Explaining the situation, one student asked why prepare in advance, why not just use what is available online at class time. And there it is; we are being forced to not “waste time” on preparing and learning on our own and instead rely upon our idiot phones and AI for everything. We are subordinating our own intellect, our own ability to learn and store knowledge in our own brains, to our idiot phones.
This was a med student who asked this. A few weeks ago, another med student at a different school fact checked me on whether there are T shirts saying that “Liver is evil, it must be punished” featuring a mug of beer as the punisher. While that was amusing, she found a variety of versions of this, it is also disturbing that she would feel the need to fact check anything, especially during class, and more so with something given out as a joke.
Weeks ago this topic came up on the Clay and Buck show. I do not recall what the subtopic was, but both hosts were unaware that today’s children do not trust anything adults tell them and believe everything their devices tell them. The Kid does this to me all the time. But this has been going for longer than I realized as I now have 1st and 2nd year med students doing so.
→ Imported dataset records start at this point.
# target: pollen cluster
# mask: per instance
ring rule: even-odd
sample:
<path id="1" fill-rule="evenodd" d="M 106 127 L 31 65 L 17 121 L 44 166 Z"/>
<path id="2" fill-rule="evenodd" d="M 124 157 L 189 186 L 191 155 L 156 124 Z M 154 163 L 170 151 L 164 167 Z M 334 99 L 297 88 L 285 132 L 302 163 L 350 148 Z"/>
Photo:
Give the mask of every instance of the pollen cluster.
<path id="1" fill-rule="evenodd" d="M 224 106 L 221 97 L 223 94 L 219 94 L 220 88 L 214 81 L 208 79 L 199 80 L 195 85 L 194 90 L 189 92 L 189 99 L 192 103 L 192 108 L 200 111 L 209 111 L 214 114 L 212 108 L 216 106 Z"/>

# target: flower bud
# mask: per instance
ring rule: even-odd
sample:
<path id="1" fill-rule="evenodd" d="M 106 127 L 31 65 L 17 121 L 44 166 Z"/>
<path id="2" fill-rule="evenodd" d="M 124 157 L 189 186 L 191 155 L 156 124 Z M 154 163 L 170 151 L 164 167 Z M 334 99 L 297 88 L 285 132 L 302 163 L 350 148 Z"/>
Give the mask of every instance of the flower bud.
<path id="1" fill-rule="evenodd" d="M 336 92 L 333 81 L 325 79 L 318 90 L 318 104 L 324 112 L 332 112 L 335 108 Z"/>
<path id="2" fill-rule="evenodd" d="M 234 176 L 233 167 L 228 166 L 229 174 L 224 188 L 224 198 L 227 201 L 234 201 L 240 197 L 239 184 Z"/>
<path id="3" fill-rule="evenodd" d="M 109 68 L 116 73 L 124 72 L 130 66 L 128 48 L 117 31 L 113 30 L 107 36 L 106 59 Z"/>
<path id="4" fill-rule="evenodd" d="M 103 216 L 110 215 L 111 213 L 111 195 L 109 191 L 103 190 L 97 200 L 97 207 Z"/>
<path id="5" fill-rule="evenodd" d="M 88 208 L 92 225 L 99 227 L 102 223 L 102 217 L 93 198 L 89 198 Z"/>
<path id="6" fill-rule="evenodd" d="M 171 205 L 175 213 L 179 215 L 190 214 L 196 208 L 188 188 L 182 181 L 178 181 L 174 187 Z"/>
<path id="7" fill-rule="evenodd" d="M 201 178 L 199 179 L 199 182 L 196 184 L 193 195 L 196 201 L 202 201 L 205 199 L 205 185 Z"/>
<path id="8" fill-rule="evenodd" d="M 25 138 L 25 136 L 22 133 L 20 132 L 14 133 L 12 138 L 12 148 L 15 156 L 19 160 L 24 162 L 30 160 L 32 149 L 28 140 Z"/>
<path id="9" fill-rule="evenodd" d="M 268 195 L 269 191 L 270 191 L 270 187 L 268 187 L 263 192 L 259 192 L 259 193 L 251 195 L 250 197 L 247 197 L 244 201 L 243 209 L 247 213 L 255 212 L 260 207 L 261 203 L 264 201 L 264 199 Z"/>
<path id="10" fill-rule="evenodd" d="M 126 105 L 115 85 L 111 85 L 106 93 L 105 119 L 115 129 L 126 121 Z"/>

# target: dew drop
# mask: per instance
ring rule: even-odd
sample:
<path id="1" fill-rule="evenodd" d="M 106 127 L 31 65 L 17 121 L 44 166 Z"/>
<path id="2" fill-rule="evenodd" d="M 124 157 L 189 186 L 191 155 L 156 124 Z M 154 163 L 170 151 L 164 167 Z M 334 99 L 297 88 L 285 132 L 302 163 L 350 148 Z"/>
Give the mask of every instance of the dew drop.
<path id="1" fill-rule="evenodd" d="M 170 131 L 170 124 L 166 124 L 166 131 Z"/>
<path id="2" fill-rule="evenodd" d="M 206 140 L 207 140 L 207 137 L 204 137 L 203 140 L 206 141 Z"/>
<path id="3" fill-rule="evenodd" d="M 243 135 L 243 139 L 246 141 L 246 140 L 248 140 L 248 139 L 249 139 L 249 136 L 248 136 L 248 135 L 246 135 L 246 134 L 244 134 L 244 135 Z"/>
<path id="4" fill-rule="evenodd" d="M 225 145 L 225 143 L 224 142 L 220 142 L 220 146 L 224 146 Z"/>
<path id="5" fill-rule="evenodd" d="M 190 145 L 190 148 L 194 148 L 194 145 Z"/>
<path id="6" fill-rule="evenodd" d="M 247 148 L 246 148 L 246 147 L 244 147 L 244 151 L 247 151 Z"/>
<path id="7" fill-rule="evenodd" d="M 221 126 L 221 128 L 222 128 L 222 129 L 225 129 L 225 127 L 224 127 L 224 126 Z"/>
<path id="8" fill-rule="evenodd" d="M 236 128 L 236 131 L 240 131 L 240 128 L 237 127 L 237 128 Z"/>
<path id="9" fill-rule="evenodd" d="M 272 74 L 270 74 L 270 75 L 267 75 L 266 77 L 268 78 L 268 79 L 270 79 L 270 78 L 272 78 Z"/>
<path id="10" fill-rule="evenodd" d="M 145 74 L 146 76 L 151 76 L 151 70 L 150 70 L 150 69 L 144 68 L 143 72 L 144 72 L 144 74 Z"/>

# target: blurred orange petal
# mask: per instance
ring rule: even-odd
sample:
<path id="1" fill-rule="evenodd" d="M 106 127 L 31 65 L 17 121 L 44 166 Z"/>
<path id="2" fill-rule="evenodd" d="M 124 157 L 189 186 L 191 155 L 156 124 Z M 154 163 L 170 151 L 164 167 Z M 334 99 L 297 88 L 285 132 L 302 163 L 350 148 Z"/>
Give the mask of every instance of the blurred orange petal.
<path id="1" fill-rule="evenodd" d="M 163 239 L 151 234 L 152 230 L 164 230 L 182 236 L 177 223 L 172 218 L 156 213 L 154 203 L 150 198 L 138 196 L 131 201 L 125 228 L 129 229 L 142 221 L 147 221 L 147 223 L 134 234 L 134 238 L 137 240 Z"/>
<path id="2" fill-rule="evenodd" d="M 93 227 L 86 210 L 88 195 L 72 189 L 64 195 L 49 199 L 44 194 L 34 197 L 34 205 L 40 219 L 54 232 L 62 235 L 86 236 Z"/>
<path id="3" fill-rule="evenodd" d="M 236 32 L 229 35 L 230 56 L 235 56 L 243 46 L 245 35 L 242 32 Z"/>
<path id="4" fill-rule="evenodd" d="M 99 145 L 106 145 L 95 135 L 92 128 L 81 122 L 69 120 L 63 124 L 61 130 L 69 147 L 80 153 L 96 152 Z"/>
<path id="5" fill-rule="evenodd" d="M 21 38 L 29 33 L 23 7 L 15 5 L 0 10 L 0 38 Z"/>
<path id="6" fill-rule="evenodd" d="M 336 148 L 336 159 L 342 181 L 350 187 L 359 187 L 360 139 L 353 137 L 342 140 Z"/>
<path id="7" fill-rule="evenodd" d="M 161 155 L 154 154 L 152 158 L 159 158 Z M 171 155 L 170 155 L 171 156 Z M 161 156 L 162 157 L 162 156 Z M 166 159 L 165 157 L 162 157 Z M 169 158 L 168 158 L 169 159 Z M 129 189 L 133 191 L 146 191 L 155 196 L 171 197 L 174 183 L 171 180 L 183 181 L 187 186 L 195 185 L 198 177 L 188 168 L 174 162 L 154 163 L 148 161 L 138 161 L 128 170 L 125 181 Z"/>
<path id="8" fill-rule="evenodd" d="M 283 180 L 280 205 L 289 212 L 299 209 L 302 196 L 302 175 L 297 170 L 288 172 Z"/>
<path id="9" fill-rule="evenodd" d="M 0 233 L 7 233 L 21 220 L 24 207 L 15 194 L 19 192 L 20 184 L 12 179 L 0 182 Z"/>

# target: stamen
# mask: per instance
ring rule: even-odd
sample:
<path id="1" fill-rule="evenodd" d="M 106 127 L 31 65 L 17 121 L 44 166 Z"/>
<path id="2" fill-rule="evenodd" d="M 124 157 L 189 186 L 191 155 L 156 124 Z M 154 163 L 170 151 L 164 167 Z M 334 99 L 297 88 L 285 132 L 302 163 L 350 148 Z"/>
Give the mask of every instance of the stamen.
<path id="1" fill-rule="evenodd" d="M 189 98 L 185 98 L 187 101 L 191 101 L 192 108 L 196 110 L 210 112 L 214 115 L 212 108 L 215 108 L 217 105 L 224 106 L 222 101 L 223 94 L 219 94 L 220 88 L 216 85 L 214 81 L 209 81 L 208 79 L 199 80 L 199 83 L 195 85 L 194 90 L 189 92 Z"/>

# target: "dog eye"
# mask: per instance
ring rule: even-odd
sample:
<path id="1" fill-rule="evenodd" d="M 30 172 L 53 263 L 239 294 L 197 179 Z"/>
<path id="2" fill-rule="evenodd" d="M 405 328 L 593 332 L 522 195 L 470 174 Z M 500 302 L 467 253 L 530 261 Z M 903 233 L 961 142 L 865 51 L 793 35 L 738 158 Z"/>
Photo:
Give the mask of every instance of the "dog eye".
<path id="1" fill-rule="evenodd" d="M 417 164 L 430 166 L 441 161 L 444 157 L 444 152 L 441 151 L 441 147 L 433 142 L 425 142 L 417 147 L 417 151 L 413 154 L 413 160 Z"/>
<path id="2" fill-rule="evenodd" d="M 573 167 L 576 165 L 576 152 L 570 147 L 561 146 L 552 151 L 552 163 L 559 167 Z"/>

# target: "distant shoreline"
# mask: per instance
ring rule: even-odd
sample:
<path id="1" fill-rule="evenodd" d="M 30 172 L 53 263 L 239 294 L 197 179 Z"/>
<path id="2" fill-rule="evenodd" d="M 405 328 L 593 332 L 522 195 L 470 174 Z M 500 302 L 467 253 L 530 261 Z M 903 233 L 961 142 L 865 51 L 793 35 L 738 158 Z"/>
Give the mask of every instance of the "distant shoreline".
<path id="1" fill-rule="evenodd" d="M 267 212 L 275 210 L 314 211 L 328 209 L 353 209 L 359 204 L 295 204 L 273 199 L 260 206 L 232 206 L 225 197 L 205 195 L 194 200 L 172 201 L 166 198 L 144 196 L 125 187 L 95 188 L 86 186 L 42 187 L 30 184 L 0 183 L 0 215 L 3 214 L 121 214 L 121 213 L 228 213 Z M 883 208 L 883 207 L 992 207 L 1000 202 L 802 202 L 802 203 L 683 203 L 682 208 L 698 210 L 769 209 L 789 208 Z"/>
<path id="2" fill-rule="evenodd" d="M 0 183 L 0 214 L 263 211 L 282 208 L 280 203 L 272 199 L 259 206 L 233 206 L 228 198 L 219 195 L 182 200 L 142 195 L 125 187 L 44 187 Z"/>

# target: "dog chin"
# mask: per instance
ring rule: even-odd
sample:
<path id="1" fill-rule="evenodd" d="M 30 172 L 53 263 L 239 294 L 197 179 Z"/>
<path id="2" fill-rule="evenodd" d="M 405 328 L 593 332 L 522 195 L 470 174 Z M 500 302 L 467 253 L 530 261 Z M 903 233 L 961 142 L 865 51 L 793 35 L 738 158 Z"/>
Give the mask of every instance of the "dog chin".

On X from time to time , I will say something, and the response is a copy/pasted Grok response. Heck, I even used an AI response in my most recent post about getting blocked on social media. It doesn't surprise me that the first health condition that has"brain fog" as a symptom is Long Covid. Of course it is. Before, it would be diabetes, and other chronic conditions, but now it's all Long Covid. And no one questions it. They think this AI response is the sole supported response. It's not as if programmers are the ones that determine which source is deemed to be "more right than others."
Poe's oft quoted (but not original) applies for your med students, generally:
“The System of Dr. Tarr and Prof. Fether” by Edgar Allan Poe appeared in the November 1845 issue of “Graham’s Magazine”. The tale was set in a private hospital for the mentally ill, and the adage was spoken by the nominal head of the institution.
“You are young yet, my friend,” replied my host, “but the time will arrive when you will learn to judge for yourself of what is going on in the world, without trusting to the gossip of others. Believe nothing you hear, and only one half that you see."